Впрочем, в этих первых словах не было ничего необычного; нечто подобное мог бы произнести любой исповедующийся.

— В тридцать лет я остался вдовцом, — начал умирающий, — и мой первый брак доставил мне столько хлопот, что я поклялся ни за что на свете не жениться в другой раз. У меня не было на свете родственников, кроме старшего брата. Он уехал из родных мест в тысяча семьсот девяносто пятом году в Тулон, а там сел на корабль, направлявшийся в Бразилию. Военная карьера ему претила, земледелие его не привлекало, а при мысли быть лавочником он приходил в ужас. Он бредил поездками, путешествиями, приключениями, и дальние страны были для него землей обетованной.

Изо всех этих стран он отдал предпочтение Бразилии. И вот он отправился в Рио-де-Жанейро, взяв с собой небольшую партию товара, всего на тысячу экю. Я получил от него только три письма. Первое — в тысяча восемьсот первом году. В этом письме он сообщал, что разбогател, и приглашал меня к себе; я не выношу морской качки и потому отказался. В тысяча восемьсот шестом году пришло другое письмо; брат писал, что он разорился и что я правильно поступил, оставшись во Франции. Одиннадцать лет о нем не было никаких сведений, ни единой хотя бы косвенной весточки. Наконец в тысяча восемьсот семнадцатом он снова мне написал. Со времени его отъезда прошло двадцать пять лет, а это было только третье письмо! Он снова разбогател, его состояние теперь исчислялось многими миллионами; он женился, у него было двое детей; он писал, что собирается скоро вернуться на родину и что теперь, когда он стал миллионером, больше всего на свете ему хочется снова увидеть Францию и пожить со мной вместе!

И вот в июне тысяча восемьсот семнадцатого года он прибыл в Париж. Я получил от него записку. Он просил срочно к нему приехать.
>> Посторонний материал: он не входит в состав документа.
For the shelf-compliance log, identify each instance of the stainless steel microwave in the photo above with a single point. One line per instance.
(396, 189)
Во время путешествия он потерял жену; он пал духом, и только мое братское участие могло как-то его утешить. Я сам сгорал от нетерпения повидаться с ним: несмотря на годы разлуки, я любил его, как и в юности. Получив его письмо, я решил встретиться с ним и распрощался с друзьями в Викдесо.

Услышав это название, монах поднял голову.

— В Викдесо? — переспросил он. — Вы жили в Викдесо? В департаменте Арьеж?

— Там я и родился, — подтвердил больной. — Впервые я покинул родные места, чтобы отправиться в Париж. Но лучше бы я никогда не уезжал!

Доминик взглянул на умирающего с любопытством и в то же время с некоторым беспокойством. Однако г-н Жерар не заметил невольного — впрочем едва уловимого — движения монаха, и продолжал:

— Через неделю я был в Париже и с трудом узнал Жака: так он переменился. А брат узнал меня сразу и расцеловал с такой радостью, что я и сейчас, вспоминая об этом, не могу удержаться от слез… Какая страшная пытка — все время ощущать на своих щеках его нежные поцелуи!

Господин Жерар вытер платком взмокший лоб и на некоторое время ушел в себя, словно охваченный воспоминаниями.

Доминик разглядывал его со все возраставшим любопытством: было заметно, что ему не терпится заговорить с г-ном Жераром, задать какой-то вопрос, но внутренний голос подсказывал ему, что этого делать нельзя или, во всяком случае, еще не пришло время.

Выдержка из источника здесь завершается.